|Our 15-year-old 50 gallon gas water heater was recently replaced because of leaking. Now there is barely any pressure from the kitchen faucet. We called the the water heater replacement company (water heaters are all they do) to come back because of this problem and because the faucets with recirculating hot water took forever to get hot. He said the recirculating hot water was turned off and he turned it back on. He cleaned the faucet filter; no change in pressure.
As for the kitchen faucet pressure problem, he said that nothing he did in the heater replacement would affect the pressure. My question is: is this true? Directly after he left, the kitchen faucet pressure changed to a trickle and it takes forever to get hot.(The kitchen faucet is not connected to recirculating heater--it takes longer to get hot normally, but now we can run (or trickle) the faucet for four minutes ans it still isn't hot.)
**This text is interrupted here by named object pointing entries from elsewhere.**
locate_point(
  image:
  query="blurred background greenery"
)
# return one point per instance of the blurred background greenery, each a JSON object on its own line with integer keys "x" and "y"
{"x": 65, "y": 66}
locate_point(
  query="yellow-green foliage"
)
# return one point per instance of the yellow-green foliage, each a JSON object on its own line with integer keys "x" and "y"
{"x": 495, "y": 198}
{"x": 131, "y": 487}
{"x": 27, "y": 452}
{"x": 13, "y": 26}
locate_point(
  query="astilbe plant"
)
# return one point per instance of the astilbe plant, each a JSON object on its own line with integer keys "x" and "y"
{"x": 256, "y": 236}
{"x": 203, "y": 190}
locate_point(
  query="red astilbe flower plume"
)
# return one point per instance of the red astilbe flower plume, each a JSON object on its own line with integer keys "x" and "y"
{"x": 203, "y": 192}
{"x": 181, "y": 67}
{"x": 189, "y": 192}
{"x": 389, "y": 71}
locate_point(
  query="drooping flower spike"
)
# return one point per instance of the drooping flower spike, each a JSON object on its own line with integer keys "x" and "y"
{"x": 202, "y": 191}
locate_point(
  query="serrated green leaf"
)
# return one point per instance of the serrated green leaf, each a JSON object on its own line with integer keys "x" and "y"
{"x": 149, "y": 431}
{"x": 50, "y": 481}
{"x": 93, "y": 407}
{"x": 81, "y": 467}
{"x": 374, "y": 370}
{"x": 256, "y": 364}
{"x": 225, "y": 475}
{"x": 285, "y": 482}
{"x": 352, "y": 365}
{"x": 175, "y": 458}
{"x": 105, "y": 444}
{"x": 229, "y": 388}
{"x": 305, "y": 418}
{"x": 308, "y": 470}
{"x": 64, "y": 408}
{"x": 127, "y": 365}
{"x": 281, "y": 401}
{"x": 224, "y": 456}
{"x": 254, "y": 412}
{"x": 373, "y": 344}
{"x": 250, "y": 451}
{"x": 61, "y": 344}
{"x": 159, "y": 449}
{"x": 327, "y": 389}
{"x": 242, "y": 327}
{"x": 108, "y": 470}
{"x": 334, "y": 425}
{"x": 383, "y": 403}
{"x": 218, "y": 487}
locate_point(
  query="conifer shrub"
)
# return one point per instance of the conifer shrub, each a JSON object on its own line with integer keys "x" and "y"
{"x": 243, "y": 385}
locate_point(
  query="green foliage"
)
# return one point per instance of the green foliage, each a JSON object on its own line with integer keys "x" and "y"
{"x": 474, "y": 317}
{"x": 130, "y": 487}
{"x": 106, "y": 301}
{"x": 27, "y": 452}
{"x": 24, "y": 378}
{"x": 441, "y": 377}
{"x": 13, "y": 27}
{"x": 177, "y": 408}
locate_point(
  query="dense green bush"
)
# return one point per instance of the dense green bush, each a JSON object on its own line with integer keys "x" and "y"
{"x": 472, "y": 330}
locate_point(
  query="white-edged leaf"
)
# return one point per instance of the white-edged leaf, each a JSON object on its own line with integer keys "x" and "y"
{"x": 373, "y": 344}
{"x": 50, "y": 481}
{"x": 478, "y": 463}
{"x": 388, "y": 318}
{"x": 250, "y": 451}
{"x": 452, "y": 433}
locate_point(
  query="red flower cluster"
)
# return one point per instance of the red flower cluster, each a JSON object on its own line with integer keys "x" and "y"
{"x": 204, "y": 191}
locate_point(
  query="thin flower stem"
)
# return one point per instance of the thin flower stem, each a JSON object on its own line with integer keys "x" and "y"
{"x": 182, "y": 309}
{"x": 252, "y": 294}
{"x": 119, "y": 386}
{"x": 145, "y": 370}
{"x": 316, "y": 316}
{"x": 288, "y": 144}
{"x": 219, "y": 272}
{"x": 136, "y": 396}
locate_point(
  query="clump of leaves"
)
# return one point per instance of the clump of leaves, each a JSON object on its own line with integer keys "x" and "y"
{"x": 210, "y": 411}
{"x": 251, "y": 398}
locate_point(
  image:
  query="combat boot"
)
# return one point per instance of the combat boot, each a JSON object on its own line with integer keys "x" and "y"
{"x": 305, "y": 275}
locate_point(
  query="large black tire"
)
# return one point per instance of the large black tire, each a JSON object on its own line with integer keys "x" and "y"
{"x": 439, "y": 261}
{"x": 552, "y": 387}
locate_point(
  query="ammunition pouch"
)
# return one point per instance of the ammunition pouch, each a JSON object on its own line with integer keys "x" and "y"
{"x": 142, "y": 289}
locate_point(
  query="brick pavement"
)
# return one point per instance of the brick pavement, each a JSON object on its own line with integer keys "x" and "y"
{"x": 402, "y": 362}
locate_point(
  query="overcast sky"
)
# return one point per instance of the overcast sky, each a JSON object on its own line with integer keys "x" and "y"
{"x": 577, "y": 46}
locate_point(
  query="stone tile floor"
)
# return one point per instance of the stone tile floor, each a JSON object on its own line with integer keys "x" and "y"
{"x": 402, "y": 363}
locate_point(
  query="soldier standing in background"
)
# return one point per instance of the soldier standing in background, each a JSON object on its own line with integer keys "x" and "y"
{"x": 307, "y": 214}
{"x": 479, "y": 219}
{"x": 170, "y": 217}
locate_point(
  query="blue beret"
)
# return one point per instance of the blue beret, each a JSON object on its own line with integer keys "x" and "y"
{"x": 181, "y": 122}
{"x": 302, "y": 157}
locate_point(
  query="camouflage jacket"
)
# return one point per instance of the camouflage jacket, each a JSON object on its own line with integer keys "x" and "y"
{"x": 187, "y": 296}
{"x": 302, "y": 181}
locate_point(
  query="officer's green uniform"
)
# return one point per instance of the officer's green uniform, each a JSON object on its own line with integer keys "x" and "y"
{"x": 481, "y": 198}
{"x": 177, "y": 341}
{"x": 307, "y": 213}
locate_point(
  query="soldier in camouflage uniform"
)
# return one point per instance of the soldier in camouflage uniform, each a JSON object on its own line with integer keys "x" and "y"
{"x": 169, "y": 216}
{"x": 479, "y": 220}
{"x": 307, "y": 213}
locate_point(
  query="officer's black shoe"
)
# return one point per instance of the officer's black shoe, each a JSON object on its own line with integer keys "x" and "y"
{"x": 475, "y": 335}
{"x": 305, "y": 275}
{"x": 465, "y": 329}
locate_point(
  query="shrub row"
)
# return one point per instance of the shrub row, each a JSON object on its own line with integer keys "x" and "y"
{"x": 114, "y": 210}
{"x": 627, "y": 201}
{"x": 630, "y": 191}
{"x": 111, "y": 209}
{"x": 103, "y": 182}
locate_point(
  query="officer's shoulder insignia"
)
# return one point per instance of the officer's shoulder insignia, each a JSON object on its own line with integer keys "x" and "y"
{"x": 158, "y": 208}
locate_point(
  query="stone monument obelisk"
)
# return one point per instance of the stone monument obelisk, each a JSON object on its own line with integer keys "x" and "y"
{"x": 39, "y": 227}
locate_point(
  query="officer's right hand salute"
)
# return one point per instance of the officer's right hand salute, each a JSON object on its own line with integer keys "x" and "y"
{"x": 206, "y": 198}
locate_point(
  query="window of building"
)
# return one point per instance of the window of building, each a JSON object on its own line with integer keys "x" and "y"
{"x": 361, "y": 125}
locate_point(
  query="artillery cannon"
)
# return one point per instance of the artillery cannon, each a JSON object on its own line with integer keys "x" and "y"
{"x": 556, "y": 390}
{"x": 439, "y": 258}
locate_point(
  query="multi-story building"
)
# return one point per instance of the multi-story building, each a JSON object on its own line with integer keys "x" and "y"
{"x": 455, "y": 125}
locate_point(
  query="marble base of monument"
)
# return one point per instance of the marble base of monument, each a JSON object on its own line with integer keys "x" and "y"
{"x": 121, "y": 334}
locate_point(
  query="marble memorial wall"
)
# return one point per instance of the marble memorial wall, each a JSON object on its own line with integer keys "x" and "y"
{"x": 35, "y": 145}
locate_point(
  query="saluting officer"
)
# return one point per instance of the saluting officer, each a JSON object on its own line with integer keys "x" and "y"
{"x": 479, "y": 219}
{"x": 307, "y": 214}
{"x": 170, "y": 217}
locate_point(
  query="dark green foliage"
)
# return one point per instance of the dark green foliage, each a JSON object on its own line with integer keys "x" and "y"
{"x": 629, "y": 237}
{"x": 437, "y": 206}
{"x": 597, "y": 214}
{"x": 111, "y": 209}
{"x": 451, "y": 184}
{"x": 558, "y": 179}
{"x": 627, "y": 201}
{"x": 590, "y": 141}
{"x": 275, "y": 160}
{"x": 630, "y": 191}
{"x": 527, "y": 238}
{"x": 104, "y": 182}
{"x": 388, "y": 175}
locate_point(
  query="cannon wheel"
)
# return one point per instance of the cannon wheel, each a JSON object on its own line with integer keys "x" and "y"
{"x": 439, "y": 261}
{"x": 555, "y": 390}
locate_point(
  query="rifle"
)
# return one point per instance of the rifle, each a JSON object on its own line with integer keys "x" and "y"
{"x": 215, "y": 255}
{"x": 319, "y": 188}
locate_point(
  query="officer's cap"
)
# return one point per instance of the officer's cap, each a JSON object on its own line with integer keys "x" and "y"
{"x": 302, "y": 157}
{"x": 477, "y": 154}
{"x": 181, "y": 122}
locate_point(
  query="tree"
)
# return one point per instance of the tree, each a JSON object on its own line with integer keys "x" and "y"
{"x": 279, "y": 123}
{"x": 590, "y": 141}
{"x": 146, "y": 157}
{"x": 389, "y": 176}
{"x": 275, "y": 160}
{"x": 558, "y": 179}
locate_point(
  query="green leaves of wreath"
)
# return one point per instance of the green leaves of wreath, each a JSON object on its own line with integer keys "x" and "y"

Since I don't know which factors are significant, I'll throw them all in:
1) we live at the top of a steep hill. Water pressure is never great, but it's ok.
2) the bottom story contains the bedrooms and the water heater.
3) top story has the kitchen. The kitchen pressure has always been lower, but still ok.
4) We have recirculating heater that goes to the downstairs faucets, but not the upstairs kitchen.
Sure hope you guys can guide me on this.